Son zamanlarda Columbia Üniversitesinde yapılan araştırmalar zekâ itibarile üstün zencilerin şimale göç ettikleri ve şimalde, testlerde yüksek derece alanların bu seçkin zenciler olduğu fikrini çürütmüştür. Columbia Üniversitesi araştırmaları serisinde muhtelif cenup şehirlerinde cenuptan şimale göç eden çocuklara ait on beş senelik (1915 – 1930) mektep karneleri tetkikten geçirilmiştir. Bu tetkikten maksat, cenuptan şimale göç eden zencilerin zekâ ve sınıf başarısı bakımından cenupta kalanlara nisbetle daha üstün olup olmadığını meydana çıkarmaktır. Eğer üstün ise demektir ki, şimale gidenler zekâ itibarile hakikaten üstün, seçkin zencilerdir; eğer değilse denebilir ki, şimaldeki zencilerin üstünlüğünü temin eden âmil muhit şartlarıdır, cenuptaki esarete yakın olan muamele yerine şimalde insan olarak nisbeten daha iyi gelişme fırsatlarına mazhar olmalarıdır.

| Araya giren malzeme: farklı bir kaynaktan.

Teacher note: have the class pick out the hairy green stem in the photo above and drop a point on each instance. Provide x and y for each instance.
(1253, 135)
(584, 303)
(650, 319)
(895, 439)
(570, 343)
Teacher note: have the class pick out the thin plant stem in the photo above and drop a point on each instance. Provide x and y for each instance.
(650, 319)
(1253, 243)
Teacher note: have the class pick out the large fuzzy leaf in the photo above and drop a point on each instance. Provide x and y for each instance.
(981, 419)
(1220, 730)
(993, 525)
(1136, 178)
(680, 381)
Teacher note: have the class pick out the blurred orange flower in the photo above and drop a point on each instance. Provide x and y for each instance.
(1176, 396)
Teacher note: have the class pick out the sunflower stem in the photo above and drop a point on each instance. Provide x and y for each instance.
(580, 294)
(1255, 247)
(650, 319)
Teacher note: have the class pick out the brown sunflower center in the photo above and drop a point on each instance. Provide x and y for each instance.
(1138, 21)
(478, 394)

Araştırmaların neticesi sarihtir. Seçkin, üstün zencilerin şimale göç ettikleri hususunda hiç bir delil elde edilmemiştir. Şimale gidenler ortalama zenci seviyesini temsil ediyorlar. Hatâ cenuptaki şehirlerden birinden göç edenler sarih bir surette ortalama zenci zekâsının aşağısında bulunan insanlardır. Şu halde, şimaldeki zencilerin zekâ itibarile cenuptakilere üstün olmaları müsait muhit şartlarile izah edilmek icabeder.

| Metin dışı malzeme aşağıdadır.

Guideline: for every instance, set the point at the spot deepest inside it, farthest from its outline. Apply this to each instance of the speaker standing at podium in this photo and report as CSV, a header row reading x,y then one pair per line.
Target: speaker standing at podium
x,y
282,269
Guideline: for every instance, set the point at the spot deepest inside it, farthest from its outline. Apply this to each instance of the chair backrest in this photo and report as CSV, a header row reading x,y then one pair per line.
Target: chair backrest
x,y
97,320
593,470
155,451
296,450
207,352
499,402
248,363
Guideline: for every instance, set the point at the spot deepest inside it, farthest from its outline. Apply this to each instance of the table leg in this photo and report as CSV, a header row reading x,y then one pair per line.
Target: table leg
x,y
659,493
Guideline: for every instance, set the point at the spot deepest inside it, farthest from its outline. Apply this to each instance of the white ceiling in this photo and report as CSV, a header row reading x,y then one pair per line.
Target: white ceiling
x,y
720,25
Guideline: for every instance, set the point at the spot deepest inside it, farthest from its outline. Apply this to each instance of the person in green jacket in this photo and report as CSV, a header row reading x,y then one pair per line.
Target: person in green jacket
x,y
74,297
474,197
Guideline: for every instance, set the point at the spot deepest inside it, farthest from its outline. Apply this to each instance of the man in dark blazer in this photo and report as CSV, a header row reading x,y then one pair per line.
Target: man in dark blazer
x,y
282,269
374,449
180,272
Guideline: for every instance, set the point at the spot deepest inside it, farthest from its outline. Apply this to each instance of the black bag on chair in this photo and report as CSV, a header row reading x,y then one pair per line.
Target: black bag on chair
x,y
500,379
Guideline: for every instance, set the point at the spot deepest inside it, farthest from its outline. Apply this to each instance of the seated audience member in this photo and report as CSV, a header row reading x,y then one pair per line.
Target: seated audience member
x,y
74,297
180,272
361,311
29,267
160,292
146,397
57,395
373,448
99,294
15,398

Şimalde zenci zekâsının gelişmesinin müsait muhit şartlarından ileri geldiğini gösteren araştırmalardan birini hülâsa edelim: Bu araştırma da Columbia Üniversitesinde yapılan araştırmalardan biridir. Şimalde New-York'un Harlem semtinde oturan cenuptan gelme yüzlerce çocuk alınmıştır. Bunlar New-York'ta oturdukları müddetin uzunluğuna göre tasnif olunmuşlardır. Bu tasniften sonra bu çocuklara zekâ testleri tatbik edilmiştir. Testlerin neticeleri göstermiştir ki, zekâ , derecesi; bir hadde kadar New-York'ta oturulan müddetin uzunluğu nisbetinde yükseliyor. Bu çocukların içinde ortalama zekâ dereceleri en aşağı olanlar cenuptan New-York'a yeni gelmiş olanlardır, ortalama zekâ dereceleri en yüksek olanlar New-York'a en eskiden gelmiş olanlardır. New-York'ta dört sene oturduktan sonra cenuptan gelenlerin derecesi bu şehirde doğmuş olanların derecesile denkleşiyor. New-York'a geldikten sonra her sene artan bir gelişme göze çarpıyor.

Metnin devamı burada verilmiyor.